The area around St Chad's Cathedral (1839-41, and early work by A W N Pugin) is a practical illustration of my point. Pugin designed St Chad's to fit into a tight, dense urban context of narrow streets; it was not designed to be seen, as now, across dual carriageways and open space. And that's why it looks oh-so-slightly disappointing. However in his materials - brick and sandstone - Pugin acknowledges the genius loci, though the design has a sort of North German feel to it as though it was designed not for a canal-side in the English Midlands but the side of the Baltic. Apart from the façade the outside is plain, even frugal: few mouldings and fewer buttresses. As I've said this partly from the fact that it was not really designed for public exposure, but also, I think, for the sake of economy.
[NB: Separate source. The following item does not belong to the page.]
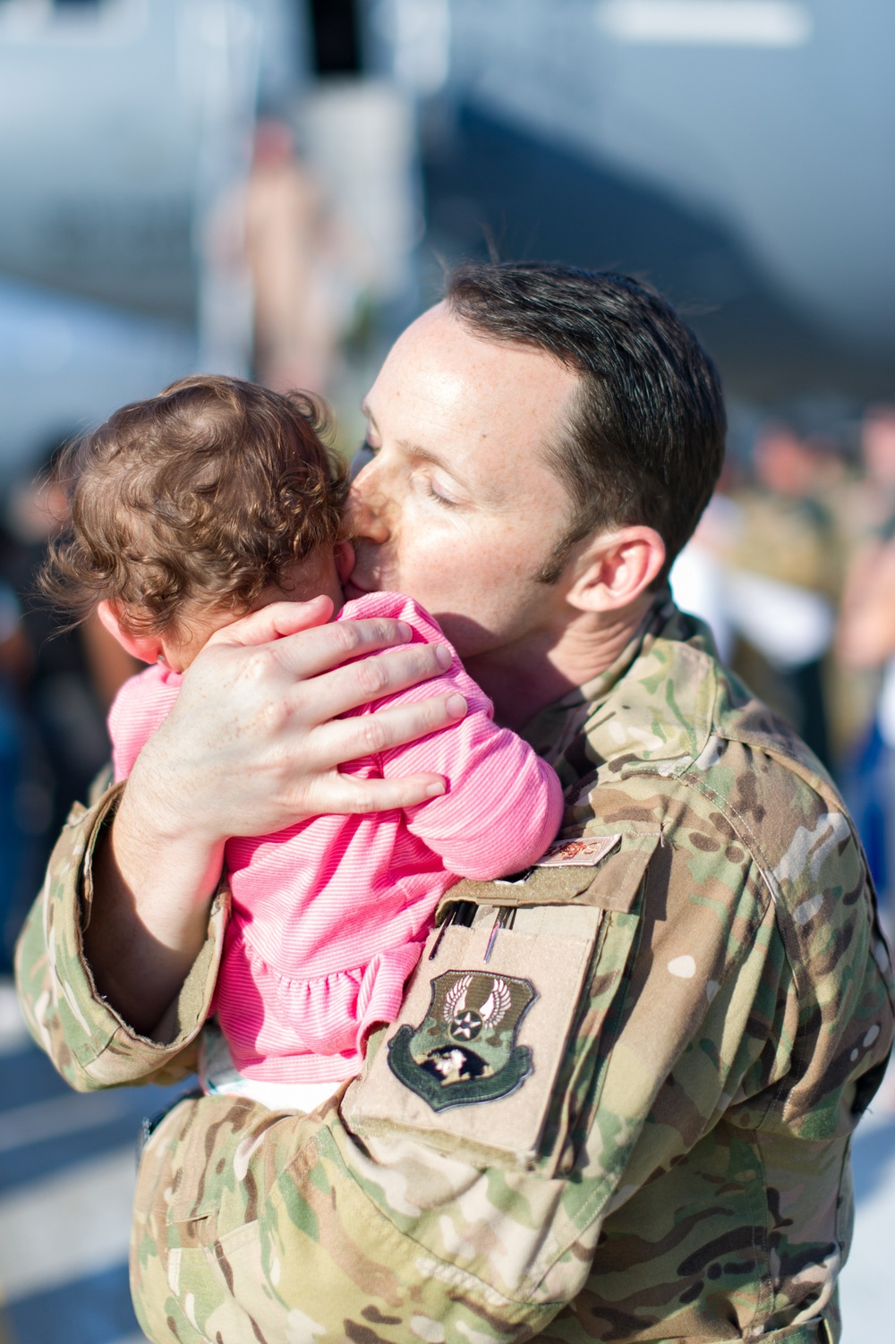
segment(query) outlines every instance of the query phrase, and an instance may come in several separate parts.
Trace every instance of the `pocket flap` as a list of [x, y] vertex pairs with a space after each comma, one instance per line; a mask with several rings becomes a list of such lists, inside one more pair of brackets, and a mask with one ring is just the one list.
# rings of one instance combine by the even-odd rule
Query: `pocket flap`
[[[411, 1129], [528, 1165], [591, 965], [602, 911], [481, 909], [430, 935], [402, 1007], [343, 1110], [352, 1129]], [[496, 935], [495, 935], [496, 934]]]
No English Medieval church of this scale would be quite so parsimonious. Still the mass and grouping of the liturgical east end is quite dramatic, verging on the sublime.
The interior is something else, a sort of hollowing out of the dense early Victorian city fabric to create a soaring numinous space in which to encounter the divine. The sandstone columns are very attenuated; the whole space has a sort of delicacy and fragility. Again Pugin works with incredible economy. There are great vast acres of flat wall surface, contrasting with flashes of rich detail. The fragility extends to the roofs, which have a thinness typical of his work. A medieval roof would be massive in comparison.
Again rapacious Modernity has been at work inside as well as out, denuding the interior of a number of Pugin's rich furnishings. The greatest loss is the Rood screen which is now happily in Holy Trinity, Reading (an Anglican church, though decidedly on the High side of things). Interestingly Pugin partly furnished St Chad's with architectural antiques such as the German Late Gothic/Early Renaissance pulpit.
The SW chapel is a very sensitive addition dating from the 1930s by S P Powell.
The SW chapel is a very sensitive addition dating from the 1930s by S P Powell.